Tag Archives: Arsenal

Football is now a young man’s game

Common consensus has it that a player peaks at about 27 or 28. Clubs traditionally look to buy players in their mid-to-late 20s, knowing they’ll have four years at the top of their game. That pattern is slowly changing.

Arsene Wenger has made a career of selling players in their late 20s at the Arsenal. When he sold Thierry Henry to Barcelona in 2007,  it was a controversial move – Henry was at the top of his game. Now, three years later, the sale of the then-29-year-old seems like a master stroke. Henry has never recaptured his best form for Arsenal.

Now look at the England team. The average age of the England squad at the 2010 World Cup was over 28; they were well-beaten by a team (and that word in the case of England’s defeat is also an explanation) that was on average four years younger. Even England’s younger players – such as Rooney and Milner – are experienced; both started their first team careers at 16.

The peak in football is no longer 28. It’s more like 26, possibly younger.

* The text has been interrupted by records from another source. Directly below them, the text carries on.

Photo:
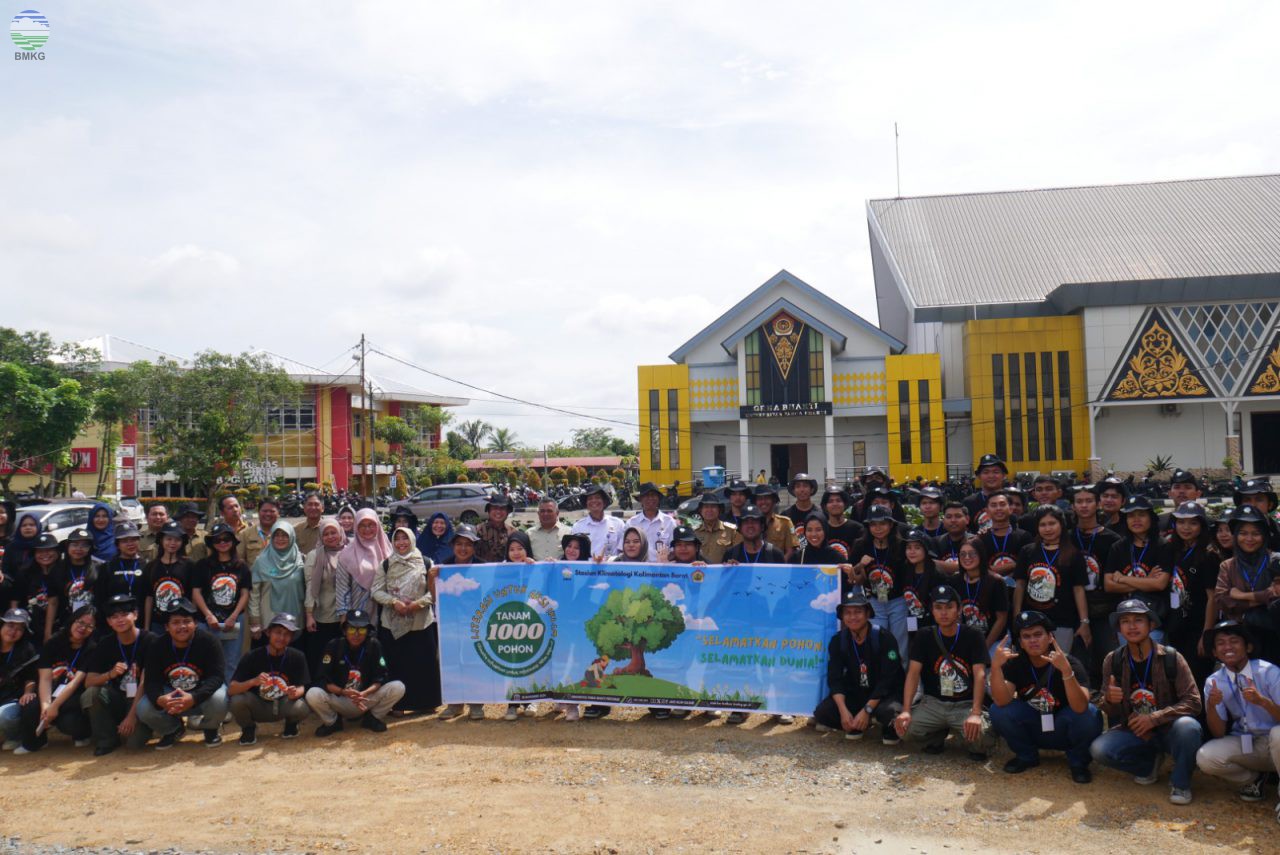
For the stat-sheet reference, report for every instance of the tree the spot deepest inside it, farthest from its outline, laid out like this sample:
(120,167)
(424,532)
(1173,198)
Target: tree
(631,622)
(502,439)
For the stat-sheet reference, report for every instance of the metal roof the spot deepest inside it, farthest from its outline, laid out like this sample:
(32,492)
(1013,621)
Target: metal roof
(1016,247)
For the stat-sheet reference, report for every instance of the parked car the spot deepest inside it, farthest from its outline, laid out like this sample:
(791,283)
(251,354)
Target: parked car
(462,502)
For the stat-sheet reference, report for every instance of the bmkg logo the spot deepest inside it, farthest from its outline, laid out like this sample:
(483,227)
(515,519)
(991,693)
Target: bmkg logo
(28,31)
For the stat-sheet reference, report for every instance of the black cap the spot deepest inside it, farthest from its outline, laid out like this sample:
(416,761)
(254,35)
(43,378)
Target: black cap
(856,597)
(990,460)
(357,618)
(944,594)
(684,534)
(1134,607)
(1031,617)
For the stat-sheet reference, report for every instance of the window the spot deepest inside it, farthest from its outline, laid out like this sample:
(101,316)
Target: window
(1015,405)
(1047,406)
(654,430)
(904,420)
(997,401)
(817,384)
(673,428)
(926,438)
(752,344)
(1064,402)
(1032,410)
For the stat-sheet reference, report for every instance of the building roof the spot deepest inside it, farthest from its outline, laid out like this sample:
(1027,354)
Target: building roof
(1019,247)
(732,327)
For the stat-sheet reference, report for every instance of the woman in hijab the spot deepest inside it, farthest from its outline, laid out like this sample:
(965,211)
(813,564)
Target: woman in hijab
(435,542)
(279,583)
(362,556)
(321,591)
(101,525)
(408,634)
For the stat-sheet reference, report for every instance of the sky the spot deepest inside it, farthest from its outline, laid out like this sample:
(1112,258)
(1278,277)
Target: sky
(535,197)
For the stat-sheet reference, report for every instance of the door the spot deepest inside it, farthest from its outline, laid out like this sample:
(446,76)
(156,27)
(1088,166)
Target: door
(1266,449)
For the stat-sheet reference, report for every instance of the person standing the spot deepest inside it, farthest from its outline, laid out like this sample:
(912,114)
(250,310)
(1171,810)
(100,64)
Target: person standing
(353,680)
(1151,699)
(402,588)
(1042,699)
(270,682)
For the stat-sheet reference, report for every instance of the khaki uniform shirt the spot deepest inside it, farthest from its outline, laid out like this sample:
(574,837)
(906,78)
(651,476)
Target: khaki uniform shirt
(717,539)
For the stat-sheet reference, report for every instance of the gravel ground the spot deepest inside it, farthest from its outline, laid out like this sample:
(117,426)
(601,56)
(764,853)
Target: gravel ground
(618,785)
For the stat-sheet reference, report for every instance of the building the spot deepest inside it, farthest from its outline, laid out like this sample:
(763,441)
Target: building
(318,438)
(1087,328)
(789,380)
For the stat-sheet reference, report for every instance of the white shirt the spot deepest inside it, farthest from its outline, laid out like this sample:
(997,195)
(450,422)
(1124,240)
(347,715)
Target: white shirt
(658,530)
(606,535)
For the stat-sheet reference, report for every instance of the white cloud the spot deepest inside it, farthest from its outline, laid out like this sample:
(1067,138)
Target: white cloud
(826,602)
(456,584)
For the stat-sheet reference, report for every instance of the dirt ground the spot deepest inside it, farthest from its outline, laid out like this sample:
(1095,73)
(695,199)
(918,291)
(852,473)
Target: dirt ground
(617,785)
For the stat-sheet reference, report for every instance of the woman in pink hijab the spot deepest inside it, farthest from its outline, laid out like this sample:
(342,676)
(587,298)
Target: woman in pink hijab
(357,563)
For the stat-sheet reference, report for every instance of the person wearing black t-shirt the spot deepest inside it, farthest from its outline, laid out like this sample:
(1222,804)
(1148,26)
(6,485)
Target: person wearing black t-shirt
(353,680)
(1051,576)
(753,549)
(18,673)
(114,675)
(182,677)
(1042,699)
(270,682)
(864,675)
(63,664)
(950,664)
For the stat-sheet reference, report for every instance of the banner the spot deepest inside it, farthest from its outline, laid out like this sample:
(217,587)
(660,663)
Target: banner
(735,638)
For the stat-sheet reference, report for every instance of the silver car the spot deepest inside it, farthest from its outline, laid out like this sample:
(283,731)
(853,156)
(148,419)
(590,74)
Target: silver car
(461,502)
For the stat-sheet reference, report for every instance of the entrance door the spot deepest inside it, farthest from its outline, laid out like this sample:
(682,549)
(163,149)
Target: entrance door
(1266,449)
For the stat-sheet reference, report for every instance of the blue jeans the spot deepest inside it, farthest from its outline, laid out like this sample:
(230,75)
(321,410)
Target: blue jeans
(161,723)
(1121,750)
(1019,723)
(892,616)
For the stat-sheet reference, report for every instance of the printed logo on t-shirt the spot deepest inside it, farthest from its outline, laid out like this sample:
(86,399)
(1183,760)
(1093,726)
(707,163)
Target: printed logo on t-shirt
(1041,583)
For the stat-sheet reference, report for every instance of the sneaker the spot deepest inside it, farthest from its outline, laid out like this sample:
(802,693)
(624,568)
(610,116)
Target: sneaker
(1253,791)
(329,730)
(1151,777)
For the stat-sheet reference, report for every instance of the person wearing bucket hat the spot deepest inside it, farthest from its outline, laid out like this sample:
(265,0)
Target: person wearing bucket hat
(183,672)
(1151,698)
(1248,583)
(864,675)
(270,682)
(1138,566)
(1242,709)
(168,575)
(18,673)
(777,529)
(604,531)
(716,536)
(656,524)
(1041,698)
(353,680)
(949,663)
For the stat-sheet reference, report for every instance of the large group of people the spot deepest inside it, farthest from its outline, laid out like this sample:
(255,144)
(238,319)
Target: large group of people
(1086,622)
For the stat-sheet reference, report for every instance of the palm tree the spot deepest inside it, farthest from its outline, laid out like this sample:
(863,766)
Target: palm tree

England need to freshen their team up but the problem is that there are few talented youngsters coming through. Just James Milner was a member of England’s 2009 U21 European Championship team, a side that lost 4-0 to Germany in the final. Four of Germany’s side yesterday came from that triumphant team.

England need a younger team. But while Lampard et al might look spent at international level, there are no young replacements coming through. Once again, it comes back to the way we produce football players – and the bad news for England is that the talent simply isn’t there. Welcome to the international wilderness. We might have to get used to it.

Emmanuel Eboué is just a small fish in a bigger prawn sandwich

“It was a moment that summed up the vein-bulging temper and perversity of the modern football fan,” begins David Hytner’s review of the Arsenal vs Wigan game  from last Saturday. “It perhaps went even further and offered pointers about society in general.”

Hytner was referring to Arsenal’s own fans booing Emmanuel Eboué for a series of mistakes. Eboué was eventually substituted. Whether the incident offered a broader comment on society is a moot point but I really liked this part of Hytner’s review:

“Blame the credit crunch. Attending matches is not cheap, especially in these parlous times and, after a hard week, some modern fans have no time for underperforming players, particularly not those who earn in a week what they do in a year. They pay their money, they bubble with indignation and they have a right to express their opinions. Loudly. Call it Wembley syndrome. The England players Frank Lampard and Ashley Cole would relate to that. Many supporters no longer feel the duty to support. They are now consumers and, if the product is not up to scratch, they wonder why they should tolerate it.”

Everyone is a consumer now; everyone is obsessed with consuming. Rather than being about cheap boiled sweets and empty stands, football is more about champagne and Sky’s TV money. The ordinary man (or woman) on the stands has been pushed to the side, not just by money-obsessed executives – but also by the game itself and its obsession with ‘markets’ and ‘consumers’. And that is the saddest thing of all.